What did the salt shaker say to the graint of salt? Why you INSALT MEEE.
Husband: "These pears a perfect right now."
Me: "Would you say they're 'pear-fect'?"
If your team loses the Souper Bowl, then be prepared for a lot of boouillons from your fans.
"It isn't good to keep things bottled up."
I went to see a beet poet the other day. There were lots of hip peas there.
What kind of cookies do poor people want during Halloween? Fortune cookies.
Why should you bake bacon on an asteroid on its way to Earth ?
It's meteor.
Why did the lettuce stop dating the mushroom?
He though she was a pretty fungal, but didn't have mushroom on its schedule.
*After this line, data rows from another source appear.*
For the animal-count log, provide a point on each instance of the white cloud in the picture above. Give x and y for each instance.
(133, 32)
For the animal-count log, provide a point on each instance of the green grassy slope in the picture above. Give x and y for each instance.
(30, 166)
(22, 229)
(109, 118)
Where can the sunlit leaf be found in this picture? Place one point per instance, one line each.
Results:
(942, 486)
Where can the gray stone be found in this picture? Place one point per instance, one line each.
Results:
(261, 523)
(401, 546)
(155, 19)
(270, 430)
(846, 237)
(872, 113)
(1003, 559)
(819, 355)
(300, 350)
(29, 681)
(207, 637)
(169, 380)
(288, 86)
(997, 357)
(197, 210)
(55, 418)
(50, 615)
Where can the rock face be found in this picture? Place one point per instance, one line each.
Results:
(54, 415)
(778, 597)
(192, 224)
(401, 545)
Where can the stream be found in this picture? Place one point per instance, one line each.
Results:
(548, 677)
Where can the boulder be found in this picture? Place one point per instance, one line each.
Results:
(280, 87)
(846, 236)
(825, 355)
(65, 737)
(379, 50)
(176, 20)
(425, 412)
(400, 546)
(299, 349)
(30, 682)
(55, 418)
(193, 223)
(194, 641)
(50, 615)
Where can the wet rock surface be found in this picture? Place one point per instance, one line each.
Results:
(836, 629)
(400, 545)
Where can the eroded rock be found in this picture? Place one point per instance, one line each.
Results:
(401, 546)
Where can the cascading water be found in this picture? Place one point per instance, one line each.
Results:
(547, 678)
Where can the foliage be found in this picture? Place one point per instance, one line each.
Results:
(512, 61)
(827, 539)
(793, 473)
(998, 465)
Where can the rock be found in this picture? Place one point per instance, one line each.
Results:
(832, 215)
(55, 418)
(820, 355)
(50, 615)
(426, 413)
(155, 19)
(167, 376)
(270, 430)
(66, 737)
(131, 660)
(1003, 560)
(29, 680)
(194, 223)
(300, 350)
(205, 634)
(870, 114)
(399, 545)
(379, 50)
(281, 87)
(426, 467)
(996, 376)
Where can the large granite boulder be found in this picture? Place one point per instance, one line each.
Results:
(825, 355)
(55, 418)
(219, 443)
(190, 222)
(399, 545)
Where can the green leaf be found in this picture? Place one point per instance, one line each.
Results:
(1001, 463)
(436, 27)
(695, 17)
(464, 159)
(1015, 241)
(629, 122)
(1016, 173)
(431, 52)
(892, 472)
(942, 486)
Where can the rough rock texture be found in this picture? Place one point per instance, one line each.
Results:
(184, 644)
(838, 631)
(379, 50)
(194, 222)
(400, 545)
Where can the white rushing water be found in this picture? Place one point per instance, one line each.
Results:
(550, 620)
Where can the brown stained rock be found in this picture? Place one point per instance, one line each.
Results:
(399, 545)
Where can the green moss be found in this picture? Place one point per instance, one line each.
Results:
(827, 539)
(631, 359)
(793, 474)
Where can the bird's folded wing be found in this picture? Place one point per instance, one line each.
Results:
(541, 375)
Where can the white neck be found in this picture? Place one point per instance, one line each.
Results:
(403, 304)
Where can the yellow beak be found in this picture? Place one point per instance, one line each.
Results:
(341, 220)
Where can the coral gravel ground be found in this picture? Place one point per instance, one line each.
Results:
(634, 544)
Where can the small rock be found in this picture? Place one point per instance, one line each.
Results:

I steal my eggs from my next door neighbor.
I prefer them poached.
What did the artichoke say to the man eating a salad? Have a heart.
When I refused to have the soup, my sister said "People who do not have soup are stew-pid".
What did the pea dad say after a tiring day at work? "I'm desperate for some peas of mind."
To catch a polar bear you surround a hole in the ice with peas
Then, when he goes to take a pea you kick him in the ice hole.
Why did the strawberry get bruised? Because it was under pear pressure.
What kind of donuts can fly?
The plain ones.
How does an ice cream cone congratulate you on the anniversary of your birth?
It’s sherbert day!
Why should you live a pineapple life? Because Life is sweet.
When potato chips don’t sell fast enough, the maker knows it will soon be crunch time.
Some people like beer goggles. I prefer wine glasses.
Why do sharks swim in salt water?
If they swam in pepper water they would sneeze.
On Father's Day my family went strawberry picking. Later on, we decided to make a jam...
...from the fruits of our labor
The easiest way to know that you are eating a bowl of rabbit soup is to take a look inside and find a hare in it.
What did the expired milk say after being picked up way past its due date? It was well beyond their wildest creams.
If an apple a day keeps the doctor away, what does an onion do? Keeps everyone away.
What kind of cheese do alcoholics eat?
Livarot.
Why didn’t the mom peanut give her children a nutty chocolate bar? Because the sugar makes them bounce off the wal-nuts.
Which book will be preferred by a man who sells milk? Cream and Punishment.
This Halloween I'm gourd out of my mind!
I dressed up as bacon for halloween.
To say the least, i was looking pretty CRISP.
Q: What do you call a really violent fruit?
A: A peach breaker
What is a vegetable's favourite part of the song?
When the beet drops!
My milk found all these jokes to be pretty fun. He said they were a-moo-sing!
What's the difference between England and a tea bag? The tea bag stays in the cup longer.
I saw a pun on chocolate bars but it wasn’t that fun
So I just snickered.
To which tier of fruits and vegetables do onions belong? They belong to the teary.
Why did the blonde buy a brown cow? To get chocolate milk.
Why did the students eat their homework? Because the teacher said that it was a piece of cake.
Q: What kind of decisions do peaches make?
A: Fruitful ones.
I've been hitting the bottle pretty hard recently.
Still can't get the last of that ketchup out.
What did one bread say to another after a long day? Don’t worry because tomorrow will be butter.
When I proposed to my fiancee, she started crying. It must be because I proposed to her with an onion ring.
You can fix a broken strawberry with a strawberry patch.
Why did the pig kill the farmer? To save his own bacon.
What is the name of the onion ring that cannot but be funny? It is a Funyon!
This corn is a little rough to the touch. Looks like a job for Kernel Sanders.
Why does everyone invite ice cream to the party?
It’s cool.
A friend asked what an acorn is. I said, “In a nutshell, it’s an oak tree.”
What kind of apple has a short temper? A crab apple.
Do you know the hardest part about making skimmed milk? Having to throw the cows across the lake.
What if soy milk is just regular milk that's trying to introduce itself in Spanish?